Morocco’s external accounts show a slight widening of the trade deficit, with a 5.5% increase in exports compared to a 3.7% increase in imports. Exports were driven by the automotive (+8.5%) and aeronautics (+20.3%) sectors, while phosphates and their derivatives recorded a notable increase of 14.1%. Imports, for their part, increased mainly due to capital goods (+9.1%) and semi-finished products (+8.6%). However, the energy bill recorded a reduction of 4.1%. Tourism receipts continue to support the balance of payments, with growth of 7.1% in 2024, while transfers from Moroccans living abroad (MRE) maintained a solid rate of growth (+3.3%). , and should reach 121.8 billion dirhams in 2025. The current account deficit is thus contained at 1.4% of GDP in 2024, an improvement compared to 2023.

Balance of risks

Bank Al-Maghrib continues to closely monitor the balance of risks affecting the Moroccan economy. Internationally, risks linked to economic fragmentation, aggravated by the war in Ukraine and tensions in the Middle East, continue to weigh on the global economy. The volatility of energy and food prices, due to these geopolitical tensions, poses a threat to price stability in Morocco. Additionally, recurrent droughts and water stress persist as major risk factors for Moroccan agricultural production, impacting both growth and inflation.

From there, Bank Al-Maghrib’s macroeconomic projections expect a slowdown in national economic growth to 2.8% in 2024, after an acceleration to 3.4% in 2023. This drop is mainly due to a contraction of 6 .9% of agricultural added value, affected by a poor cereal harvest estimated at 31.2 million quintals. On the other hand, non-agricultural growth continues to strengthen, with a forecast of improvement to 3.6% in 2024 and 3.9% in 2025. Bank Al-Maghrib anticipates a continued slowdown in inflation in the medium term. After a rapid decline in food prices in 2024, inflation is expected to stabilize at 2.5% in 2025. However, uncertainties linked to disruptions in global supply chains and volatility in commodity prices remain significant. These risks could lead to upward pressure on prices in the short and medium term, in the opinion of the wali.

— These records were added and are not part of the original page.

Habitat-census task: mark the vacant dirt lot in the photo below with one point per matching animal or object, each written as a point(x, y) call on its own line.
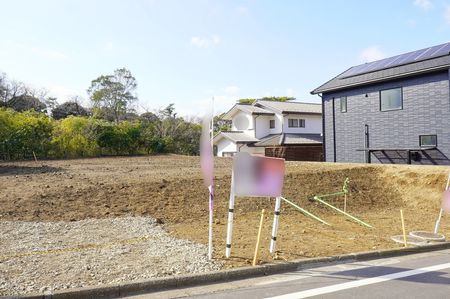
point(170, 189)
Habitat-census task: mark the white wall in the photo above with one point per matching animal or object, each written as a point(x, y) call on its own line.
point(313, 124)
point(225, 145)
point(252, 150)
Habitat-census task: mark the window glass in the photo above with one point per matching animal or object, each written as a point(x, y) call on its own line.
point(391, 99)
point(428, 140)
point(272, 123)
point(293, 123)
point(343, 104)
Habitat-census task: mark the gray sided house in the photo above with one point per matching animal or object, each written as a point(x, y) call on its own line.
point(395, 110)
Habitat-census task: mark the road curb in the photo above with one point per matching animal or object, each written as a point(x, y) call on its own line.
point(166, 283)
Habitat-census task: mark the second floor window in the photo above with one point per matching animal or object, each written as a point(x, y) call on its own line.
point(296, 123)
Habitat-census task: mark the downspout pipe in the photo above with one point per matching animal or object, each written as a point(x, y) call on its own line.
point(324, 149)
point(254, 125)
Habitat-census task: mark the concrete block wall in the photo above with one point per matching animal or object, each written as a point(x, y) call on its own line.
point(426, 111)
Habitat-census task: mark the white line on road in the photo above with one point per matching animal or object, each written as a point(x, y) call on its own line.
point(321, 271)
point(359, 283)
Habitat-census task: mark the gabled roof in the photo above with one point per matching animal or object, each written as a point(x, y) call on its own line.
point(290, 107)
point(422, 61)
point(235, 136)
point(248, 108)
point(289, 139)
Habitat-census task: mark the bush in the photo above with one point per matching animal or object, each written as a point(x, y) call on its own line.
point(25, 133)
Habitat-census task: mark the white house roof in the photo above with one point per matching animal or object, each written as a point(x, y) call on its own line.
point(254, 110)
point(290, 107)
point(235, 136)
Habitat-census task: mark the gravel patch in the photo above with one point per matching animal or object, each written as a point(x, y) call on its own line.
point(50, 256)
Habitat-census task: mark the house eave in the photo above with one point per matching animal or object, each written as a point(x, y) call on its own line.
point(383, 79)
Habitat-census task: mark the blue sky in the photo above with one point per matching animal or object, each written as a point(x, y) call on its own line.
point(187, 51)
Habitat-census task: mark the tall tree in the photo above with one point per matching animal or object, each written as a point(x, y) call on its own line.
point(111, 95)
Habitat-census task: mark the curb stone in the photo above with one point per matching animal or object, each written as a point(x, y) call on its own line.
point(167, 283)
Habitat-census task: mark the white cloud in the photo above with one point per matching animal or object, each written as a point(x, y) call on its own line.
point(216, 39)
point(290, 92)
point(63, 93)
point(447, 14)
point(371, 54)
point(205, 42)
point(423, 4)
point(231, 89)
point(48, 53)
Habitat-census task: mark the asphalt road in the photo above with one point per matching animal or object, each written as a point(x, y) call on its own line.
point(424, 275)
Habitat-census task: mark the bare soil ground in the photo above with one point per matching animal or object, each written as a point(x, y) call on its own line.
point(170, 189)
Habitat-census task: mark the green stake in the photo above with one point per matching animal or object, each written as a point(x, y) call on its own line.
point(340, 211)
point(305, 211)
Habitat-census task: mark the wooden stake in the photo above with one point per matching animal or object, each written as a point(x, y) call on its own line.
point(345, 202)
point(403, 228)
point(258, 238)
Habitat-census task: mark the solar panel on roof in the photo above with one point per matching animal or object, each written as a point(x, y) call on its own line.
point(407, 58)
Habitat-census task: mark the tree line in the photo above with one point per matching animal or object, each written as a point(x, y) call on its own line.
point(32, 123)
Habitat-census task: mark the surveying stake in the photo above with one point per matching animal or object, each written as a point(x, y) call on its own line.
point(441, 212)
point(255, 176)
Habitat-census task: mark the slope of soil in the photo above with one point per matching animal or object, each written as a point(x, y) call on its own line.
point(170, 189)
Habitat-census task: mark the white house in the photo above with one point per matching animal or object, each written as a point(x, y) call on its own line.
point(292, 130)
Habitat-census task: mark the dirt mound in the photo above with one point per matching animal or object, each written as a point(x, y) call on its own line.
point(170, 188)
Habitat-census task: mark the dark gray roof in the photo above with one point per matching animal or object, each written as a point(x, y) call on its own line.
point(236, 136)
point(246, 108)
point(290, 107)
point(289, 139)
point(346, 79)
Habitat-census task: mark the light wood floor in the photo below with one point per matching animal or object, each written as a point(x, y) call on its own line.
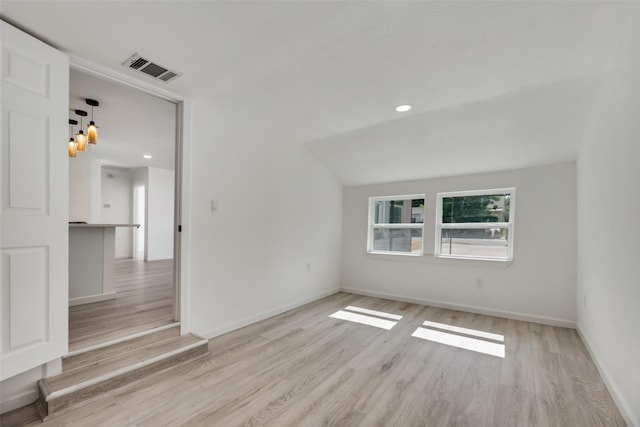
point(144, 301)
point(303, 368)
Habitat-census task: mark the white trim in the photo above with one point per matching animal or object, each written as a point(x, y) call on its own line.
point(119, 340)
point(486, 225)
point(442, 260)
point(19, 400)
point(416, 225)
point(397, 197)
point(91, 298)
point(100, 71)
point(266, 314)
point(616, 395)
point(533, 318)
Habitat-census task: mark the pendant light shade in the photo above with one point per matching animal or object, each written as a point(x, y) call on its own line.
point(81, 138)
point(92, 133)
point(92, 129)
point(79, 143)
point(73, 147)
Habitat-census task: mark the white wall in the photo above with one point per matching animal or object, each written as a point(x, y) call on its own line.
point(84, 189)
point(280, 211)
point(160, 196)
point(539, 285)
point(608, 181)
point(117, 194)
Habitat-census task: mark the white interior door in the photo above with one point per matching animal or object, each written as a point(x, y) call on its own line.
point(34, 222)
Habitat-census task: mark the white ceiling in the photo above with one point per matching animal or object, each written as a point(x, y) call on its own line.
point(131, 122)
point(494, 85)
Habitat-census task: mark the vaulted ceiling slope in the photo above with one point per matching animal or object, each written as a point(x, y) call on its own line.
point(493, 85)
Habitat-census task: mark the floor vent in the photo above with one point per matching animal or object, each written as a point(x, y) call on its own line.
point(137, 62)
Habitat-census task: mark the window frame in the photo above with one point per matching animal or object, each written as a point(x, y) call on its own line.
point(371, 226)
point(475, 225)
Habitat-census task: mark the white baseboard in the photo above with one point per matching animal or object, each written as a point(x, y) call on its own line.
point(552, 321)
point(91, 298)
point(265, 315)
point(19, 400)
point(620, 401)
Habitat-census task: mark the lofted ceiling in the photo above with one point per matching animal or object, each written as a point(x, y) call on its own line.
point(494, 84)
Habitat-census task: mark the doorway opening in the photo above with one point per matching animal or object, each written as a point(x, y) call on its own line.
point(129, 181)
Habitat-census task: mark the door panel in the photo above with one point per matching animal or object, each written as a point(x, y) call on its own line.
point(34, 205)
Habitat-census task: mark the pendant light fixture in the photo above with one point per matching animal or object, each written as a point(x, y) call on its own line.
point(92, 129)
point(72, 142)
point(81, 139)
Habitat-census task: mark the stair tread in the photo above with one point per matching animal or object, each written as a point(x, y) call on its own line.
point(78, 360)
point(118, 362)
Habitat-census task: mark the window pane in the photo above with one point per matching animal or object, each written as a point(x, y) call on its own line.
point(399, 211)
point(407, 240)
point(474, 242)
point(484, 208)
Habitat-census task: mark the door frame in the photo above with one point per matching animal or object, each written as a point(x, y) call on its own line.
point(182, 179)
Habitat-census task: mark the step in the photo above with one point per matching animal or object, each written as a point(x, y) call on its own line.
point(85, 356)
point(113, 371)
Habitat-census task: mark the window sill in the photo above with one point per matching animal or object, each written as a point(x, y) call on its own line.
point(440, 260)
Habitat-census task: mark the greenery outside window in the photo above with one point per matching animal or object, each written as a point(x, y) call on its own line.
point(475, 224)
point(396, 224)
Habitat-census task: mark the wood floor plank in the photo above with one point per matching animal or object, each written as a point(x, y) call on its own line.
point(144, 300)
point(304, 368)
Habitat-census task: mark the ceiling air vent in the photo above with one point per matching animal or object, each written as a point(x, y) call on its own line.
point(154, 70)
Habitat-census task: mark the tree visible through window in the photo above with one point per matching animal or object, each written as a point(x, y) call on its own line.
point(396, 224)
point(475, 224)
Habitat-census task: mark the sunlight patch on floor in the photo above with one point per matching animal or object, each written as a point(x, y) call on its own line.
point(364, 316)
point(460, 341)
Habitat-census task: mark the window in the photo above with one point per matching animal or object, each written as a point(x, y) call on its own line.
point(475, 224)
point(396, 224)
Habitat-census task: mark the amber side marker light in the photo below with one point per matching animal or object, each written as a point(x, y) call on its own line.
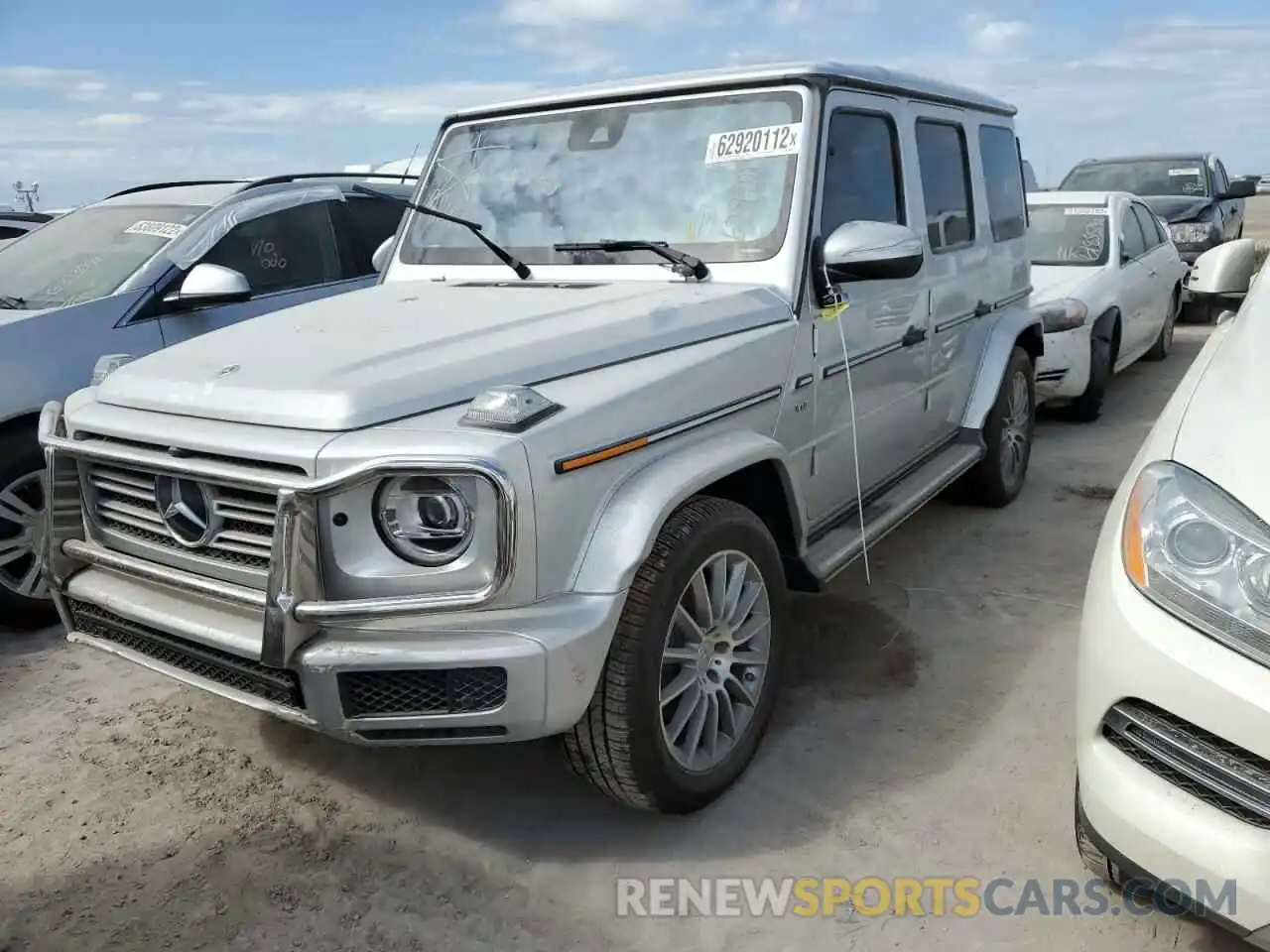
point(1130, 538)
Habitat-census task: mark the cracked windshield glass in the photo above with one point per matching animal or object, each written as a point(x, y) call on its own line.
point(711, 177)
point(89, 253)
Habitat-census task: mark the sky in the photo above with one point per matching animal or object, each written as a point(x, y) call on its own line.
point(102, 95)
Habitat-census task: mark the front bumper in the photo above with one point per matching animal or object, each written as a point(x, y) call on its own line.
point(1173, 796)
point(418, 669)
point(1064, 370)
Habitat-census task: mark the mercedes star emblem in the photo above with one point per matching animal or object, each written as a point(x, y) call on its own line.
point(187, 509)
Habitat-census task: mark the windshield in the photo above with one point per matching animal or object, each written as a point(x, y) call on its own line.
point(711, 176)
point(1153, 177)
point(89, 253)
point(1075, 235)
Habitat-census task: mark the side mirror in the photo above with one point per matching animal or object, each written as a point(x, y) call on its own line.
point(1239, 188)
point(1225, 271)
point(380, 259)
point(209, 285)
point(873, 250)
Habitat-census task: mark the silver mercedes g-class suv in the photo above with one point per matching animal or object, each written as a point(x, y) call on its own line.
point(642, 359)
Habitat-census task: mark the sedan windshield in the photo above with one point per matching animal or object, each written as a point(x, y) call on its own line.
point(1075, 235)
point(87, 253)
point(1153, 177)
point(711, 176)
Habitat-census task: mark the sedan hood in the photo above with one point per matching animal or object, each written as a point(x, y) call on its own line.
point(1052, 282)
point(1178, 208)
point(1222, 434)
point(404, 348)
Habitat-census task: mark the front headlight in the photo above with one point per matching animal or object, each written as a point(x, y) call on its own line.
point(1202, 556)
point(427, 520)
point(1061, 315)
point(1196, 232)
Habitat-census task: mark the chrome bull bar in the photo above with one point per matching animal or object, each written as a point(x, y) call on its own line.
point(294, 603)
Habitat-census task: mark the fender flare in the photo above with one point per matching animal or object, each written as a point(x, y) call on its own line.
point(622, 535)
point(1011, 324)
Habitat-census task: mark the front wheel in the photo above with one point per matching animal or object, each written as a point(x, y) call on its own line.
point(998, 477)
point(24, 602)
point(691, 678)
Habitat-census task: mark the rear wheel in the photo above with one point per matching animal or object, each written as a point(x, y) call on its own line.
point(998, 477)
point(691, 678)
point(24, 602)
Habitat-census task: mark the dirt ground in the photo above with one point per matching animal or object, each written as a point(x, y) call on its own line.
point(926, 730)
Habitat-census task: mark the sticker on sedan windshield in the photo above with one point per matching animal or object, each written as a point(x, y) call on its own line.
point(157, 229)
point(761, 143)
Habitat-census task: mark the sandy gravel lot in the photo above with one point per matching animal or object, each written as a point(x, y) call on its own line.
point(926, 730)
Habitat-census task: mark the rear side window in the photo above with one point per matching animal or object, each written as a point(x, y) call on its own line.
point(1002, 177)
point(861, 172)
point(945, 168)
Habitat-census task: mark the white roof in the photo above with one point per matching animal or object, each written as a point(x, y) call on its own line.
point(866, 77)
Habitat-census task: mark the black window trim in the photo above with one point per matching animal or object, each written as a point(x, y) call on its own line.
point(966, 178)
point(897, 157)
point(1023, 181)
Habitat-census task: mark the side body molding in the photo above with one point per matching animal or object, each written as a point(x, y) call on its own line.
point(622, 535)
point(1010, 322)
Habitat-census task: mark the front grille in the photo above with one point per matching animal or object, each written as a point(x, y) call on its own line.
point(403, 693)
point(243, 674)
point(123, 499)
point(1213, 770)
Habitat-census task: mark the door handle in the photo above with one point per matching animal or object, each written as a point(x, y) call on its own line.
point(913, 336)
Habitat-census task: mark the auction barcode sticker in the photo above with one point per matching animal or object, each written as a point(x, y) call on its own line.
point(761, 143)
point(158, 229)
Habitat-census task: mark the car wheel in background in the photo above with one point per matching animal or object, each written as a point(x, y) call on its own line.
point(24, 602)
point(998, 477)
point(1165, 340)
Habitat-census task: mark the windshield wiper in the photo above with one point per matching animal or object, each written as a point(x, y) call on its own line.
point(517, 266)
point(685, 264)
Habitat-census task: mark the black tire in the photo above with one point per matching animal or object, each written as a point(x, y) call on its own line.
point(619, 744)
point(21, 458)
point(1102, 352)
point(1165, 339)
point(988, 483)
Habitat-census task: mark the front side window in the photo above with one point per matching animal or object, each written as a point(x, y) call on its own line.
point(861, 172)
point(1002, 176)
point(710, 176)
point(89, 253)
point(945, 167)
point(290, 249)
point(1069, 235)
point(1151, 177)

A widening bank liquidity deficit

Banks’ need for liquidity is expected to increase to 120.4 billion dirhams in 2024, an increase attributable to the expansion of fiat currency. Therefore, the Central Bank plans to increase its liquidity injections in order to meet the growing needs of the banking sector and support the national economy. The wali explains that the Central Bank can refinance up to 400 billion dirhams of liquidity for banks, equivalent to their stock of collateral. There is therefore plenty of room for maneuver, but the cash hemorrhage calls for urgent solutions to better exploit liquidity in the real economy. A study of unprecedented scale is underway by BAM teams to better understand this phenomenon.